Kurschus grüßt jüdische Gemeinden zum Neujahrsfest (Rosch Haschana)

© EKvW

Präses Annette Kurschus hat die Verbundenheit der Evangelischen Kirche von Westfalen mit den jüdischen Gemeinden betont, 'gerade in Zeiten, in denen wir verstärkt antisemitische Vorfälle wahrnehmen müssen'.

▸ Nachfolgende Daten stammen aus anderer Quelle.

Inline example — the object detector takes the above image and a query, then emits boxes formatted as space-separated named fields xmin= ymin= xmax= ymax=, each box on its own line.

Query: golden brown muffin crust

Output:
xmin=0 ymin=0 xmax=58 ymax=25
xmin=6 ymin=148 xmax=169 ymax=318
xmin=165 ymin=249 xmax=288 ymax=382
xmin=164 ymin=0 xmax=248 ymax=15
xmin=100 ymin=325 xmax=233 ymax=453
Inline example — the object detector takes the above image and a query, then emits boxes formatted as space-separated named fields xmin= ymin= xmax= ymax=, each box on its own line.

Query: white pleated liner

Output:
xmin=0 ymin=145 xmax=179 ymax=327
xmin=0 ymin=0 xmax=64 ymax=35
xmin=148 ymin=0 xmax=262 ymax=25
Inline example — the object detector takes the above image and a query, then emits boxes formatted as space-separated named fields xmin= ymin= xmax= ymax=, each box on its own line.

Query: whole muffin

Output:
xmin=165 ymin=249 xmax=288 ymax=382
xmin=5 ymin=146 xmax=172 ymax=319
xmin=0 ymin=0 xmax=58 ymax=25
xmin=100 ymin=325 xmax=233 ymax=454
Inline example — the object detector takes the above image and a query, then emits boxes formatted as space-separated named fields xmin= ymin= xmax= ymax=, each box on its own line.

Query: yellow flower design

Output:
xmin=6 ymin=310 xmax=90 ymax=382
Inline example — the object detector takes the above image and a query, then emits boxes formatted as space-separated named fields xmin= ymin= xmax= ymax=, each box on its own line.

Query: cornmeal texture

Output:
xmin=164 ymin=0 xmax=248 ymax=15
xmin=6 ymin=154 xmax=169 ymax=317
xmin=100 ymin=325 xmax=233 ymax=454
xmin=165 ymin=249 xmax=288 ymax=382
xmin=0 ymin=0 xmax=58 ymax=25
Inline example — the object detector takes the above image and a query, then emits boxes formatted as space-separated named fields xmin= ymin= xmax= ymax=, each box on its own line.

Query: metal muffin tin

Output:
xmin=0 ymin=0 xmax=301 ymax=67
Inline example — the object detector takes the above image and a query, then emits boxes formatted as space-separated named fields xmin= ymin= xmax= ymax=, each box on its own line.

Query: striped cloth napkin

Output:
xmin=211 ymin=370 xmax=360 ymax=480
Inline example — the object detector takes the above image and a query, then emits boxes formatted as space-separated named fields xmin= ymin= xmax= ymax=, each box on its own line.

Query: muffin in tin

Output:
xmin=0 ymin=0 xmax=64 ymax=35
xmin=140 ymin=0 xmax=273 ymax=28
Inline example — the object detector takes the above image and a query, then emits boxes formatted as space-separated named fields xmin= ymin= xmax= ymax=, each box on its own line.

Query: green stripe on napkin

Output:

Zum jüdischen Neujahrsfest (Rosch Haschana), das am 10. Und 11. September gefeiert wird, schrieb die leitende Pastorin: „Wir sehen das Judentum als Wurzel des Christentums und Antisemitismus als Angriff auf die Grundlage auch unseres Glaubens.“ Es gehöre zum christlichen Selbstverständnis, dass Jüdinnen und Juden heute in Deutschland unbehelligt leben können.

Kurschus: „Die mit Rosch Haschana beginnenden zehn ‚Ernsten Tage‘ lassen staunen über Gottes Barmherzigkeit, der die Hand öffnet zur Rückkehr, Frevler und Missetäter aufzunehmen: Zehn Tage, in denen die Ehrfurcht vor Gott besonders intensiv erlebt und gelebt wird; zehn Tage, in denen das jüdische Volk sich danach sehnt, dass alle Geschöpfe eine Vereinigung bilden und SEINEN Willen mit ganzem Herzen vollziehen, auf dass endlich die Gräuel von der Erde verschwinden.“

Rosch Haschana sei deshalb kein Trauertag, sondern ein Fest, an dem sich die Jüdinnen und Juden – wegen Gottes Erbarmen – freuen sollen.